Net effect: A large pool of memory with the cost of cheap storage near the bottom, but the performance of the expensive storage near the top
## Examples of Caching in the Hierarchy

<table>
<thead>
<tr>
<th>Cache Type</th>
<th>What is Cached?</th>
<th>Where is it Cached?</th>
<th>Latency (cycles)</th>
<th>Managed By</th>
</tr>
</thead>
<tbody>
<tr>
<td>Registers</td>
<td>4-byte words</td>
<td>CPU core</td>
<td>0</td>
<td>Compiler</td>
</tr>
<tr>
<td>TLB</td>
<td>Address translations</td>
<td>On-Chip TLB</td>
<td>0</td>
<td>Hardware</td>
</tr>
<tr>
<td>L1 cache</td>
<td>64-bytes block</td>
<td>On-Chip L1</td>
<td>1</td>
<td>Hardware</td>
</tr>
<tr>
<td>L2 cache</td>
<td>64-bytes block</td>
<td>Off-Chip L2</td>
<td>10</td>
<td>Hardware</td>
</tr>
<tr>
<td>Virtual Memory</td>
<td>4-KB page</td>
<td>Main memory</td>
<td>100</td>
<td>Hardware+ OS</td>
</tr>
<tr>
<td>Buffer cache</td>
<td>Parts of files</td>
<td>Main memory</td>
<td>100</td>
<td>OS</td>
</tr>
<tr>
<td>Network buffer cache</td>
<td>Parts of files</td>
<td>Local disk</td>
<td>10,000,000</td>
<td>AFS/NFS client</td>
</tr>
<tr>
<td>Browser cache</td>
<td>Web pages</td>
<td>Local disk</td>
<td>10,000,000</td>
<td>Web browser</td>
</tr>
<tr>
<td>Web cache</td>
<td>Web pages</td>
<td>Remote server disks</td>
<td>1,000,000,000</td>
<td>Web proxy server</td>
</tr>
</tbody>
</table>
Summary

- The memory hierarchy is a fundamental consequence of maintaining the *random access memory* abstraction and practical limits on cost and power consumption.

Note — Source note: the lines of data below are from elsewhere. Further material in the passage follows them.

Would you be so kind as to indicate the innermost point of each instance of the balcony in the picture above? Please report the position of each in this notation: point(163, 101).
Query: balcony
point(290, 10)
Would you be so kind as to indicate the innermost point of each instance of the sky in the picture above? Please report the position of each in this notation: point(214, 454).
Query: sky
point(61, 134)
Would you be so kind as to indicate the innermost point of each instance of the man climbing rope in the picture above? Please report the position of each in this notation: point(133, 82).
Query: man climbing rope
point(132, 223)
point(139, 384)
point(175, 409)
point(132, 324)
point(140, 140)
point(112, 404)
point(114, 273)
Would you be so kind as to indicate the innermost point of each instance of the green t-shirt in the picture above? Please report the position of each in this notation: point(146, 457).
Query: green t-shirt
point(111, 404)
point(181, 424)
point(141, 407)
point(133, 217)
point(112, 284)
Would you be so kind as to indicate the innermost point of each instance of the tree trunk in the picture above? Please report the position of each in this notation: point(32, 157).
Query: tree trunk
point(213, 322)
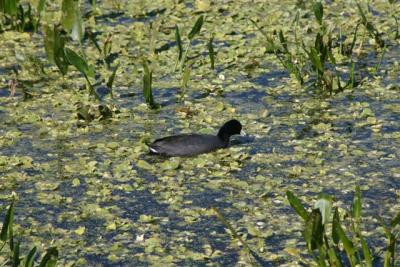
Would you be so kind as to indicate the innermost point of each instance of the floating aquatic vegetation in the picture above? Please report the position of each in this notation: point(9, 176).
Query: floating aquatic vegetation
point(327, 251)
point(12, 256)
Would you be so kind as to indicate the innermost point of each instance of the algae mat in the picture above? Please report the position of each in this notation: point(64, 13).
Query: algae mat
point(92, 190)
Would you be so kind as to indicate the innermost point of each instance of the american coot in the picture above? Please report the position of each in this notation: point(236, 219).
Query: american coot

- Locality makes caching effective.
- Programming for good *temporal* and *spatial* locality is critical for high performance.
  - For caching and for row-heavy access to DRAM.
- Trend: the speed gaps between levels of the memory hierarchy continue to widen.
  - Consequence: inducing locality becomes even more important.